RackStuds are a product from New Zealand where we are left wondering: why did nobody think of this sooner. As part of our Datacenter #2 build-out we have expanded our capacity to test different types of products. After adding capacity in Las Vegas, Nevada, and taking a few cage nut cuts, we were in search of a better answer. A quick Google search led us to RackStuds. This three piece system is a replacement for traditional cage nuts and bolts that really is much easier to install. We sent a note to the RackStuds folks and they put us in touch with their local distributor DataCenter Gear in Cupertino, California who quickly got us a few samples for review.
RackStuds – Red versus Blue
As someone who has used cage nuts for years, I assumed that all square posts were of a uniform size. It turns out they are not, it is just that the cage nut masks complexity of slightly different sized posts. RackStuds are significantly less loose so without that play, there are two sizes: Red and Blue. When we got to the Fremont, California datacenter, we found the Red RackStuds, which work in the lab rack, did not work at the colocation facility. We changed to Blue RackStuds and they installed easily.
Our recommendation: Get a small test batch of both to see which fits your racks.
RackStuds – Installation
Installing RackStuds is incredibly easy. There are three pieces: the stud (Blue or Red), the washer (yellow) and the cap (black). Here is what the three components look like in various stages of assembly:
The installation sequence entails:
- Insert the RackStud from the front of the post. No need to reach behind like with a cage nut.
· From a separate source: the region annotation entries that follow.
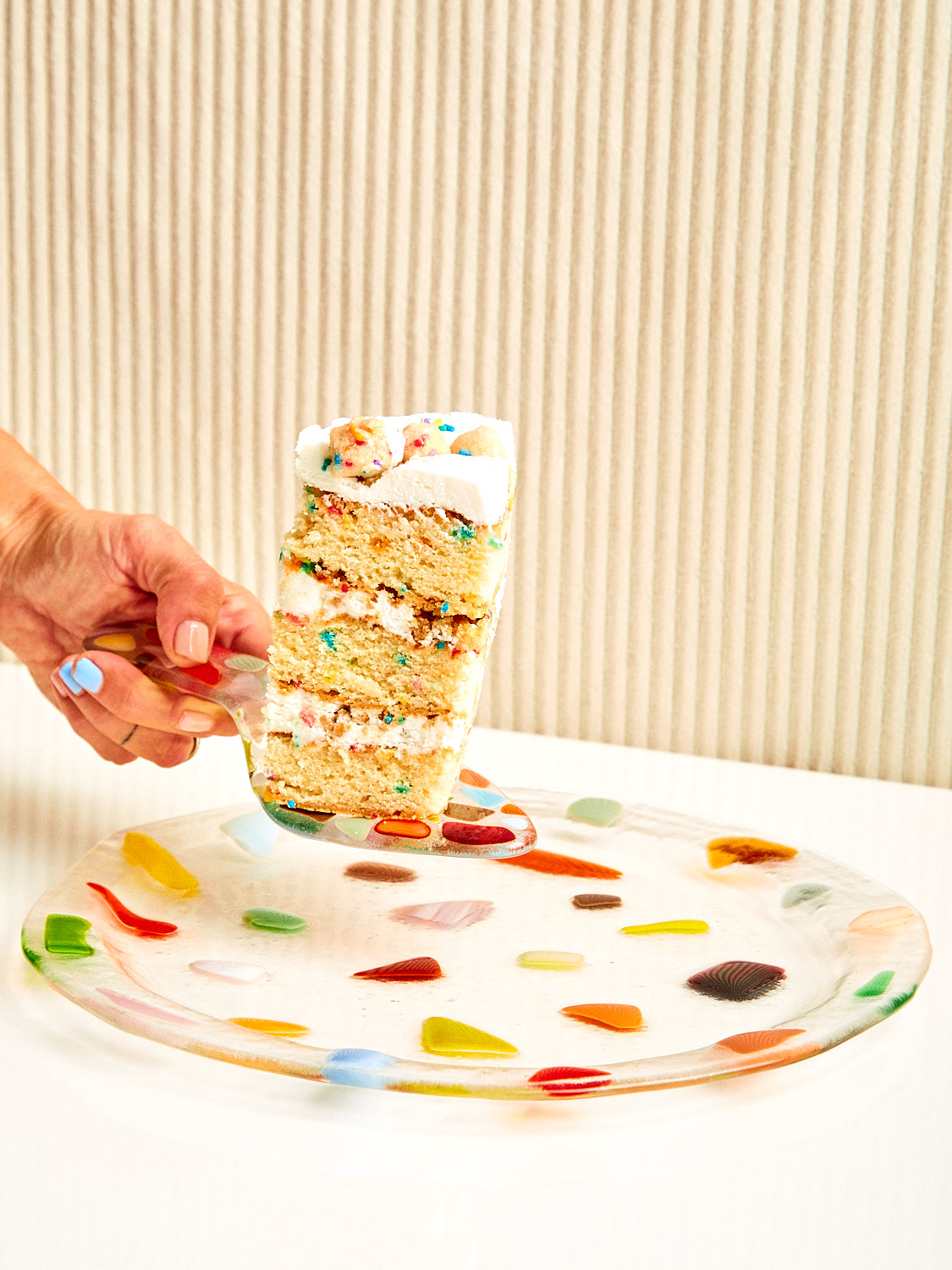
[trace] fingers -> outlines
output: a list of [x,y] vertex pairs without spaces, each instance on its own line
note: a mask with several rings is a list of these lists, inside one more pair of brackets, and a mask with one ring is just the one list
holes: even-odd
[[270,613],[245,587],[226,580],[216,639],[226,648],[267,660],[272,640]]
[[74,730],[112,762],[132,754],[174,767],[192,757],[199,737],[235,733],[220,706],[152,683],[110,653],[71,658],[51,683]]
[[225,583],[178,530],[156,516],[123,518],[126,565],[156,597],[156,627],[176,665],[207,662]]

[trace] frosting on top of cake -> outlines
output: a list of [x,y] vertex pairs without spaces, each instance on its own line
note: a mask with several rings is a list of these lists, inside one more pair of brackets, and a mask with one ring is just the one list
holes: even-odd
[[[382,476],[362,481],[335,471],[330,431],[348,423],[347,419],[335,419],[326,428],[312,424],[297,438],[298,478],[312,489],[372,507],[439,507],[456,512],[473,525],[495,525],[503,518],[509,507],[512,474],[515,469],[512,423],[461,411],[423,411],[380,418],[393,458],[393,466]],[[404,461],[404,428],[424,419],[438,423],[451,442],[475,428],[489,427],[503,442],[505,457],[449,453]]]

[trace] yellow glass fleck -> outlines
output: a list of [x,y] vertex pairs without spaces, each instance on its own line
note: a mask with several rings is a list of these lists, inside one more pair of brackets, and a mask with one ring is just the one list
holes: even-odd
[[551,952],[538,949],[523,952],[519,958],[519,965],[531,970],[578,970],[584,961],[581,952]]
[[198,892],[198,879],[147,833],[127,833],[122,853],[131,865],[145,869],[150,878],[169,890],[178,890],[182,895],[194,895]]
[[622,935],[703,935],[707,922],[649,922],[646,926],[622,926]]
[[424,1022],[421,1043],[428,1054],[439,1054],[442,1058],[498,1058],[519,1053],[515,1045],[491,1033],[439,1016]]
[[95,646],[104,648],[107,653],[135,653],[136,638],[128,631],[114,631],[112,635],[100,635]]
[[303,1024],[284,1024],[278,1019],[228,1019],[230,1024],[248,1027],[250,1031],[263,1031],[269,1036],[305,1036],[311,1029]]

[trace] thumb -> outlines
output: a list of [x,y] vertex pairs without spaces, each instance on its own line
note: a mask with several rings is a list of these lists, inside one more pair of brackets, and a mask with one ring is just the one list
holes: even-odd
[[136,516],[129,558],[136,580],[156,598],[155,624],[176,665],[207,662],[225,598],[221,577],[170,525]]

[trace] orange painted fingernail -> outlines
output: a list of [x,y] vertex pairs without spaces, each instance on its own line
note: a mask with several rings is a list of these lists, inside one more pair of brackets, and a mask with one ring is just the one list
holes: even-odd
[[193,662],[207,662],[212,646],[211,631],[204,622],[180,622],[173,646],[179,657],[188,657]]

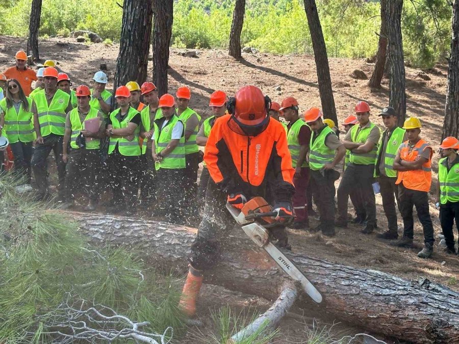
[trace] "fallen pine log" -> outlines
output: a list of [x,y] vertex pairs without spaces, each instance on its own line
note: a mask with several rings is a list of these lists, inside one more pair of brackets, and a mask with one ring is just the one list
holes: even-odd
[[[185,272],[196,229],[177,225],[105,215],[71,213],[94,244],[133,245],[149,262]],[[287,277],[240,229],[226,233],[221,258],[206,281],[270,300]],[[307,296],[309,309],[373,333],[414,343],[459,343],[459,293],[427,279],[412,282],[284,251],[324,297],[320,305]]]

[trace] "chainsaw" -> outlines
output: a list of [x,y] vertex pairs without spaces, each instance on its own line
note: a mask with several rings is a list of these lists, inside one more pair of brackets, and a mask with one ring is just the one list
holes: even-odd
[[[299,282],[304,292],[317,303],[322,302],[322,295],[302,273],[269,241],[267,228],[277,226],[274,218],[277,216],[263,197],[254,197],[246,203],[240,211],[229,203],[226,208],[242,230],[252,241],[263,248],[284,272]],[[291,217],[290,217],[291,218]]]

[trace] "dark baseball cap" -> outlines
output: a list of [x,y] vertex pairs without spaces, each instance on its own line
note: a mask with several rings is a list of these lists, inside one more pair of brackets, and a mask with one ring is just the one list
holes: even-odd
[[395,109],[392,107],[386,107],[382,110],[378,116],[397,116],[397,113],[395,112]]

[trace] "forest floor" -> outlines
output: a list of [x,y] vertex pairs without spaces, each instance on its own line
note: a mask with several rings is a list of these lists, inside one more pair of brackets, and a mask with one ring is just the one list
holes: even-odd
[[[26,43],[22,38],[0,37],[0,71],[14,64],[14,54],[19,49],[24,49]],[[106,63],[109,77],[107,88],[113,88],[118,45],[87,45],[76,43],[72,38],[52,38],[40,40],[39,49],[42,61],[49,59],[56,61],[59,69],[69,74],[73,86],[81,84],[89,84],[94,73],[99,70],[100,64]],[[223,90],[231,95],[239,87],[247,84],[259,87],[273,100],[279,103],[286,97],[295,97],[299,102],[302,112],[311,107],[320,107],[313,56],[243,53],[242,59],[237,61],[228,56],[226,51],[222,50],[199,50],[197,58],[195,58],[181,56],[180,54],[183,51],[171,49],[170,68],[168,70],[169,91],[174,94],[180,86],[188,86],[192,92],[190,107],[201,114],[203,118],[209,115],[209,99],[214,91]],[[353,114],[354,106],[358,101],[364,100],[370,105],[373,114],[371,120],[380,126],[382,126],[382,121],[377,115],[388,104],[389,80],[383,79],[380,89],[371,90],[367,86],[367,80],[355,80],[350,75],[354,70],[360,69],[369,78],[374,64],[367,63],[364,59],[330,58],[329,62],[340,123],[347,116]],[[149,80],[151,80],[152,72],[152,63],[149,61]],[[435,180],[444,116],[447,70],[447,66],[444,65],[438,65],[424,71],[406,68],[407,115],[416,116],[421,120],[423,125],[421,137],[435,150],[432,162]],[[420,75],[426,75],[430,80],[424,80]],[[280,91],[275,90],[278,87],[280,87]],[[342,128],[341,124],[340,127]],[[339,182],[339,180],[337,181],[337,187]],[[432,190],[435,190],[434,184]],[[433,205],[431,193],[430,196],[430,214],[436,236],[441,233],[441,228],[438,211]],[[376,231],[382,232],[387,228],[387,222],[379,195],[376,195],[376,203],[379,227]],[[82,210],[85,205],[77,210]],[[101,207],[100,210],[103,210]],[[349,213],[352,213],[350,203]],[[151,211],[146,210],[139,216],[151,218]],[[312,219],[311,225],[316,224],[317,221]],[[399,216],[399,226],[402,226]],[[448,285],[452,289],[459,290],[459,257],[443,253],[441,248],[437,246],[439,240],[436,241],[431,259],[418,258],[417,253],[422,248],[423,242],[422,229],[418,221],[415,221],[415,226],[416,247],[413,249],[389,246],[387,242],[377,240],[375,237],[376,233],[361,234],[361,228],[358,226],[351,224],[347,228],[337,229],[335,237],[326,239],[319,234],[307,231],[290,230],[293,249],[309,256],[341,264],[380,270],[408,280],[426,277]],[[224,304],[229,304],[236,309],[250,308],[259,312],[264,311],[270,304],[266,300],[242,296],[214,286],[205,287],[203,297],[200,300],[199,311],[201,314],[201,320],[205,324],[211,322],[211,310]],[[251,307],[247,307],[249,305]],[[308,342],[305,339],[305,334],[311,330],[311,318],[314,317],[314,315],[308,314],[305,310],[304,312],[306,315],[302,317],[299,316],[286,319],[281,327],[280,336],[276,342]],[[333,324],[335,320],[322,319],[318,321],[320,329],[324,323]],[[344,332],[355,333],[358,331],[354,330],[348,324],[346,324],[344,330],[341,326],[333,327],[332,333],[334,337],[340,337]],[[205,328],[206,331],[209,329]],[[198,333],[198,330],[190,330],[190,333],[193,331],[195,334]],[[197,336],[205,337],[205,332],[204,335]],[[192,334],[187,337],[188,339],[180,342],[199,341],[192,339]],[[398,342],[388,340],[388,342]]]

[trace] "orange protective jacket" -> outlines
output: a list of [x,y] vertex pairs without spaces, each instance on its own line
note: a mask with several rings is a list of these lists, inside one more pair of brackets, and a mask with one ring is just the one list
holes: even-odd
[[[295,170],[285,129],[272,118],[254,136],[245,134],[231,115],[217,119],[206,145],[204,160],[223,192],[241,193],[247,199],[271,196],[275,202],[291,201]],[[270,195],[266,195],[267,186]]]

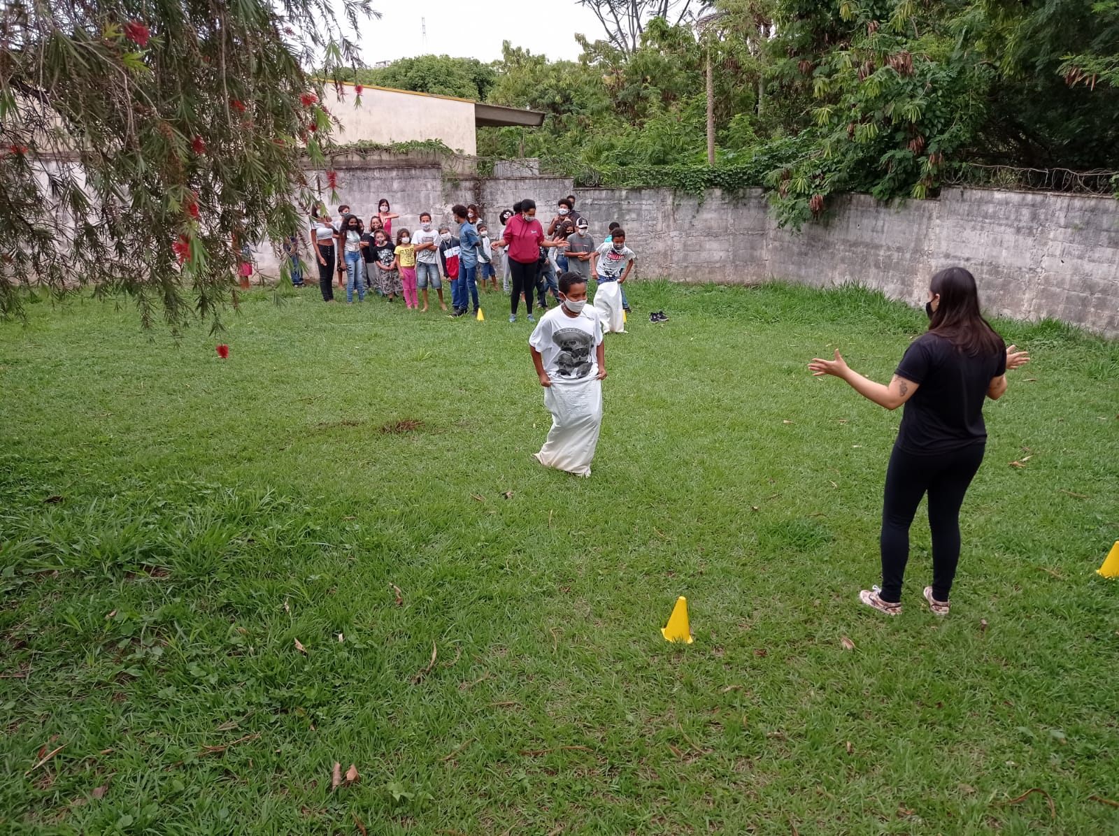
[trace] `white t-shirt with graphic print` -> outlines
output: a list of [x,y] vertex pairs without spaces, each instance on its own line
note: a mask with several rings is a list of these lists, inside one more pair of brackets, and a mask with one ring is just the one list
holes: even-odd
[[595,349],[602,344],[602,321],[591,305],[570,316],[563,305],[536,323],[528,344],[543,355],[544,371],[553,382],[577,382],[599,373]]

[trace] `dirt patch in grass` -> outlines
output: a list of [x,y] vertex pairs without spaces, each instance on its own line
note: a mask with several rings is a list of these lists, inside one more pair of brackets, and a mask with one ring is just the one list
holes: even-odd
[[404,418],[399,421],[389,421],[380,426],[380,431],[386,435],[399,435],[401,433],[414,433],[423,426],[423,421],[415,418]]

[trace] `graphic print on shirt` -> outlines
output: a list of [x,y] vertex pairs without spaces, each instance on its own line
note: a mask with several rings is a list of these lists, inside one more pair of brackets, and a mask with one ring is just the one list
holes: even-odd
[[552,334],[552,342],[560,349],[556,354],[556,369],[560,377],[567,380],[585,378],[593,365],[591,350],[594,335],[577,327],[564,327]]
[[611,247],[610,251],[602,256],[602,260],[606,263],[603,265],[605,274],[608,276],[618,276],[621,275],[622,267],[626,264],[626,253],[618,253],[613,247]]

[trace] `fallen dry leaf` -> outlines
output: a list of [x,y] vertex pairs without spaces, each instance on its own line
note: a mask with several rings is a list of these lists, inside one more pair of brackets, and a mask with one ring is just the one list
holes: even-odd
[[[56,734],[56,735],[55,735],[55,738],[53,738],[51,740],[56,739],[57,737],[58,737],[58,735]],[[55,749],[55,750],[54,750],[53,752],[50,752],[49,754],[44,754],[44,756],[41,756],[41,757],[40,757],[40,759],[39,759],[39,762],[38,762],[38,763],[36,763],[36,764],[35,764],[34,767],[31,767],[31,768],[30,768],[29,770],[27,770],[26,772],[23,772],[23,776],[26,777],[26,776],[29,776],[29,775],[31,775],[31,772],[34,772],[34,771],[35,771],[36,769],[38,769],[39,767],[41,767],[41,766],[43,766],[44,763],[46,763],[46,762],[47,762],[48,760],[50,760],[51,758],[54,758],[54,757],[55,757],[56,754],[58,754],[58,752],[60,752],[60,751],[62,751],[63,749],[65,749],[65,748],[66,748],[66,743],[63,743],[63,744],[62,744],[60,747],[58,747],[57,749]],[[46,749],[46,747],[44,747],[44,749]],[[43,749],[40,749],[39,751],[41,752],[41,751],[43,751]]]
[[431,643],[431,662],[427,663],[427,667],[421,668],[416,672],[416,675],[412,677],[412,683],[419,685],[423,677],[431,673],[431,669],[435,667],[435,656],[439,655],[439,648],[435,647],[435,643]]
[[[1009,761],[1007,761],[1007,764],[1009,764]],[[995,806],[996,807],[1009,807],[1012,804],[1018,804],[1018,801],[1024,801],[1026,798],[1029,797],[1029,795],[1032,792],[1041,792],[1043,796],[1045,796],[1045,800],[1049,801],[1049,806],[1050,806],[1050,818],[1052,818],[1052,819],[1055,820],[1056,819],[1056,805],[1053,804],[1053,796],[1051,796],[1049,792],[1046,792],[1045,790],[1043,790],[1041,787],[1032,787],[1031,789],[1027,789],[1025,792],[1023,792],[1017,798],[1012,798],[1009,801],[1004,801],[1003,804],[997,804]]]

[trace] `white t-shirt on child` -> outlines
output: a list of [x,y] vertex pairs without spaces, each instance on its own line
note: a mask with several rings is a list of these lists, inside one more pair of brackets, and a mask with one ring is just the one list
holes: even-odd
[[595,349],[602,344],[602,322],[591,305],[579,316],[568,316],[560,305],[540,317],[528,344],[543,355],[553,382],[586,380],[599,373]]
[[629,247],[622,247],[621,253],[615,253],[614,245],[611,241],[606,241],[599,247],[599,260],[595,265],[595,270],[600,276],[619,278],[626,269],[626,265],[633,256],[634,253]]

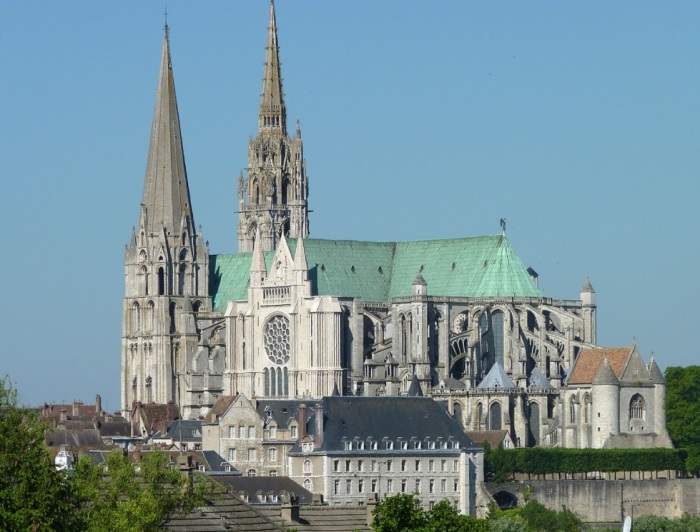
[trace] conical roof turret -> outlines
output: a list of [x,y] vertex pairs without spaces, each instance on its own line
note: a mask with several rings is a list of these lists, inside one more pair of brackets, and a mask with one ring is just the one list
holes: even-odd
[[661,369],[659,368],[658,364],[656,363],[656,360],[654,360],[654,357],[651,357],[651,360],[649,361],[649,380],[653,384],[666,384],[666,379],[664,379],[664,374],[661,373]]
[[582,294],[595,294],[595,290],[593,290],[593,285],[591,284],[590,278],[586,277],[586,281],[583,283],[583,286],[581,287],[581,293]]
[[297,239],[297,249],[294,250],[294,270],[307,271],[309,269],[306,262],[306,250],[304,249],[304,239]]
[[167,24],[141,204],[141,222],[150,232],[165,227],[177,233],[185,217],[194,227]]
[[612,370],[612,367],[610,367],[610,363],[608,362],[607,357],[603,360],[603,363],[600,365],[600,369],[598,370],[598,373],[593,379],[592,384],[620,384],[620,380],[615,375],[615,372]]

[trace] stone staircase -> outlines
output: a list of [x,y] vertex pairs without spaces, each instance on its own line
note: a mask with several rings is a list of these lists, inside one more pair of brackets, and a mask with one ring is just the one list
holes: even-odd
[[308,505],[299,507],[299,519],[286,520],[279,505],[260,505],[255,509],[283,530],[297,532],[369,532],[366,506]]

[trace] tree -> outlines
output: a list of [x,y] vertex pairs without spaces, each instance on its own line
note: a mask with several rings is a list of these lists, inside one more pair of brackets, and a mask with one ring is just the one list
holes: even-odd
[[159,530],[175,513],[187,514],[215,496],[211,481],[170,467],[168,455],[158,450],[137,464],[114,451],[107,456],[107,475],[88,457],[76,465],[73,487],[87,530]]
[[460,514],[447,499],[433,506],[421,532],[488,532],[486,521]]
[[666,426],[677,447],[700,445],[700,366],[669,367],[666,379]]
[[550,510],[537,501],[529,501],[518,508],[522,517],[532,530],[556,530],[557,532],[580,532],[585,530],[583,521],[571,510]]
[[409,532],[427,524],[425,512],[415,494],[397,493],[385,497],[372,513],[374,532]]
[[36,412],[18,406],[9,378],[0,378],[0,530],[75,527],[70,483],[56,471],[45,430]]

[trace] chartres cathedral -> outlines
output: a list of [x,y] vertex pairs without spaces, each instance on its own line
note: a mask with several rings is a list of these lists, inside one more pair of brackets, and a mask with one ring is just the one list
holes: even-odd
[[[194,181],[196,186],[196,181]],[[544,296],[498,235],[309,238],[270,4],[258,131],[238,177],[238,253],[195,224],[168,30],[138,225],[125,251],[121,401],[199,418],[221,395],[432,395],[467,430],[521,446],[670,445],[664,379],[636,346],[596,343],[596,299]]]

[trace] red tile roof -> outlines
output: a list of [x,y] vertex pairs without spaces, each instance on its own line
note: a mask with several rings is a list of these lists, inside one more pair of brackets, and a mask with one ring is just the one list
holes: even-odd
[[634,347],[610,347],[582,350],[576,359],[568,384],[592,383],[606,358],[613,373],[620,379],[633,349]]

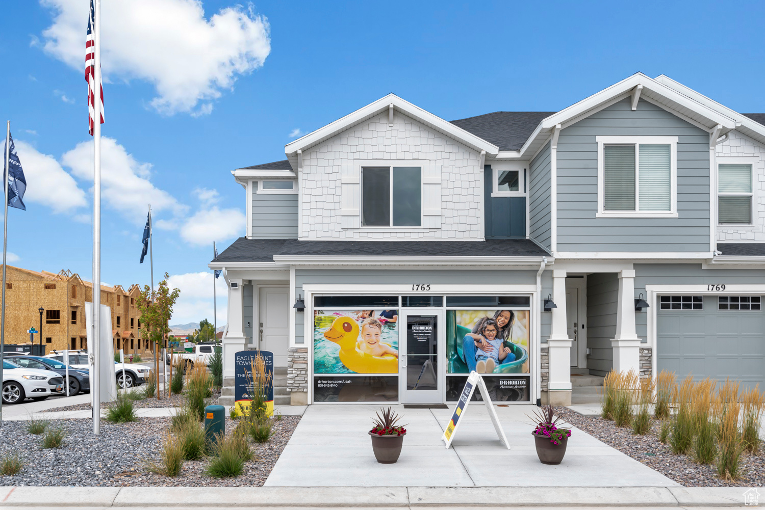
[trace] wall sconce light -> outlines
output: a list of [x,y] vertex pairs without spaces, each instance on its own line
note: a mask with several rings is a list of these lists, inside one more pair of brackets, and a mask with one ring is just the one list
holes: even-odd
[[305,311],[305,303],[303,301],[303,294],[300,294],[300,297],[295,300],[295,305],[292,307],[298,312]]
[[557,308],[558,305],[552,302],[552,294],[547,294],[547,297],[545,299],[545,311],[552,311],[553,308]]
[[650,308],[650,305],[646,302],[646,300],[643,299],[643,293],[640,293],[640,297],[635,298],[635,311],[642,311],[643,308]]

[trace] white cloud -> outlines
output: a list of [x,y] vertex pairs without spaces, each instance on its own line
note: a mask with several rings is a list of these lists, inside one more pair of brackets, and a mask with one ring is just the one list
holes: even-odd
[[[61,157],[64,166],[80,179],[93,181],[93,141],[83,141]],[[101,138],[101,196],[110,207],[136,224],[146,221],[148,204],[160,213],[184,214],[187,207],[149,180],[151,164],[140,163],[114,138]]]
[[191,245],[204,246],[244,235],[245,217],[238,209],[210,209],[198,211],[181,227],[181,237]]
[[61,100],[63,101],[64,102],[68,102],[70,105],[73,105],[74,104],[74,99],[70,99],[70,98],[67,97],[67,95],[64,94],[60,90],[54,90],[53,91],[53,95],[55,96],[56,97],[61,98]]
[[203,203],[213,204],[220,200],[217,190],[208,190],[207,188],[196,188],[191,192],[194,197],[198,198]]
[[44,154],[29,144],[16,140],[18,158],[27,178],[24,202],[41,203],[54,213],[70,213],[87,205],[85,192],[56,158]]
[[[53,11],[54,21],[40,44],[49,54],[82,71],[89,2],[41,3]],[[130,0],[103,5],[104,74],[112,81],[136,78],[153,83],[157,96],[151,105],[165,115],[209,114],[211,101],[231,89],[237,76],[262,67],[271,52],[268,20],[252,7],[226,7],[208,20],[200,0]]]
[[[213,322],[213,279],[212,271],[171,275],[168,279],[168,284],[171,288],[181,291],[178,300],[173,307],[171,323],[199,322],[205,318]],[[218,298],[217,316],[220,327],[226,323],[228,299],[226,281],[222,274],[215,281],[215,290]]]

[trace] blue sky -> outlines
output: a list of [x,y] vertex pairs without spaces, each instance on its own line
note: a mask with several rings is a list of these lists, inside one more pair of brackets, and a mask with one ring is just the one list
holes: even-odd
[[[5,6],[0,112],[28,185],[27,211],[10,211],[11,263],[90,279],[86,5]],[[230,171],[284,159],[285,144],[388,93],[453,120],[561,109],[642,71],[765,112],[760,2],[103,5],[102,280],[148,282],[138,255],[151,200],[155,279],[167,271],[182,291],[174,322],[212,317],[212,241],[243,234]]]

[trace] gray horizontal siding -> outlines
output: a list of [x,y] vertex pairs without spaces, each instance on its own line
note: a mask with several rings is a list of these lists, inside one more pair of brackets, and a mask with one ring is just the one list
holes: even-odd
[[529,166],[529,236],[551,249],[550,143]]
[[[598,135],[677,136],[678,218],[596,218]],[[620,101],[561,131],[558,251],[709,251],[709,135],[669,112]],[[532,216],[533,217],[533,216]],[[533,230],[533,229],[532,229]]]
[[297,239],[298,195],[253,193],[252,222],[252,239]]
[[591,374],[605,375],[614,365],[611,339],[617,333],[619,278],[616,273],[587,277],[587,366]]

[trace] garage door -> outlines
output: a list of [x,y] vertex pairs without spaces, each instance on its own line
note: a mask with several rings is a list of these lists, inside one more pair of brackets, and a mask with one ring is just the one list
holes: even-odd
[[659,296],[656,368],[679,378],[726,377],[765,388],[765,311],[761,296]]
- Add the yellow washer to the front.
- Once equipment is mounted, screw on the black cap. You can hand tighten then screw it in if necessary.
This sequence had a number of advantages. First, there was no reaching around to the rear of a post. If you are replacing a 1U server with equipment above and below, this saves the mystery drop issue where a cage nut falls into oblivion while on the other side of the post. The same thing happened when we uninstalled the units. Second, because the posts are all installed simultaneously it saves a hand when having to mount equipment or rails. Third, even with a cage nut tool, I was installing RackStuds at a rate of about one every 8 seconds which is less than half the time I install cage nuts in (including screwing equipment in.) Fourth, we did have some areas of the cabinet that were blocked by a Tripp Lite zero U PDU. The RackStuds were able to be installed in tight quarters where we would have never been able to get a traditional cage nut installed.
Fitting a screwdriver there would likely mean unplugging a few machines. With RackStuds the installation could occur without disturbing the equipment already running.
Testing the limits
RackStuds are rated for 44lbs each. The team has done a fairly good job showing tests using big Cisco routers, gym weights and even vibration testing to see the limits of the Grivory plastic/ glass RackStuds. Of course, we had to see how strong they were so we tried something a little bit different. We used a Supermicro CSE-512F-350B chassis installed with a dual Xeon motherboard with heavy copper coolers. The particular chassis has a very heavy 350w power supply and is interesting because it is a 14.5″ depth but no rackmount rails. As a result, there is a lot of weight placed on the rear of the chassis creating a strong lever on the RackStuds. The result:
These snapped during the mounting process where we let the studs hold weight prior to fully securing them. A bit of momentum was generated when the rear moved down about an inch and the RackStuds snapped. On the other hand, shorter depth devices like our HP V1910-24G switches feel incredibly solid with two RackStuds on each side (see above for a photo). Mounting a medium depth server such as a Dell PowerEdge R220 using rails and RackStuds is no issue. Likewise with our Dell PowerConnect 8132 10Gbase-T switch. The key take away is that one does have to be slightly more mindful of the lever and momentum at the end of that lever.
In terms of pricing, the RackStuds seem to retail for between $0.50 and $0.62 per stud in 100 unit quantities. For those in the US that want to try ASAP here are the Amazon links with Prime shipping:
I should note that the DataCenterGear folks were extremely nice to work with. These are about 1.5-3x the cost of cage nuts (e.g. the Tripp Lite ones we use in our Las Vegas datacenter) but you probably save a minute every four installed so there certainly is value in the system.
We installed RackStuds in April but waited until the end of May to publish this review because we wanted time to see them perform over time. After hitting the limit on an install, the fact remains, they are time and time again faster to install and remove. For active development racks like we have in the Silicon Valley, these work exceptionally well with lightweight gear. We keep a wide selection on hand and did order another set for our Mountain View, CA lab and are keeping spares in Fremont, CA. Just to give one an idea regarding how impressed we were with these, we even purchased an additional 100 Reds for our test lab.